I suggest you two sit down and discuss a timeline that works for both of you. He’s pushing for another six years, and you need to tell him that you won’t wait. It’s not an ultimatum; it’s working together to create the best possible future.
He also sounds insecure, always convinced that you’re about to leave. By setting a timeline, you’re giving him assurance that you’re in it for the long haul. You two have both been hurt and you don’t fully trust the other one. I suggest some couples’ counselling to get everything out in the open BEFORE you commit to each other.
My husband doesn’t seem to think that my work is as important as his, though we bring in almost the same salary. Granted mine is lower, but again, not by much. I also work from home, which to him somehow signifies a decreased importance in the actual work.
Whenever the kids have an appointment – doctor, dentist, whatever – he just assumes that I’ll move my schedule around to accommodate. And if I can’t, then it’s up to me to find a replacement, such as a grandparent, or change the appointment. When they were younger, I was happy to do it because I wanted to. But since they’ve all been at school full-time, I’ve amped up my work to help pay for our lifestyle and I’m busy and successful.

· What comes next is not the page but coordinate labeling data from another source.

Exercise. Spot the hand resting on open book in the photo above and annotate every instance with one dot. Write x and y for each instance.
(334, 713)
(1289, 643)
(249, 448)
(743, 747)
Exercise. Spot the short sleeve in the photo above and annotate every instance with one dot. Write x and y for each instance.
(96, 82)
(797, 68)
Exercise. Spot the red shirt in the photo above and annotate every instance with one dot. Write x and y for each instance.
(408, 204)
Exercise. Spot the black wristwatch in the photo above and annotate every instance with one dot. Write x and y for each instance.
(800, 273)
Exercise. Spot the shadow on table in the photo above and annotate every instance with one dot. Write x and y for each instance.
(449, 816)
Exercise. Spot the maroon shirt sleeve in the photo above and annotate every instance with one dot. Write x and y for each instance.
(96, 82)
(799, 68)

How do I get my husband to appreciate me and respect me as an equal?
The lion’s share
You two would benefit from an easy cost-benefit analysis. Just look at how much you don’t earn when either of you takes time off work. If it’s similar, then you need to share in the responsibilities of a present parent. Look at their activities, dates and times, and even out the commitments. He takes the older one to baseball; you take the younger one to soccer, or whatever. Figure it out together so you don’t resent him.
FEEDBACK Regarding why women turn sex off (Jan. 11):
Reader – “You failed to mention another possibility: that her religious beliefs are so strong that she feels once they’ve finished procreating, sex is sinful after that.
“I just finished an affair with a married man whose wife gave up sex 25 years ago when their son was born. Now they’re trying to make their marriage work.
“Religious beliefs can breakdown marriages.”
Lisi – You may be right, but based on your activities, I’m not sure you should be judging other people’s sins.
FEEDBACK Regarding ditched and dumped (Jan. 16):
Reader – “I think you completely missed the mark. He found his former girlfriend ‘snuggling on the couch with another woman.’ She up and left because she’s a lesbian and wasn’t up to discussing it with him.”
Lisi – I think you missed the mark. I read ‘another woman’ to mean the letter writer was also a woman. Identifying as lesbian wasn’t the issue.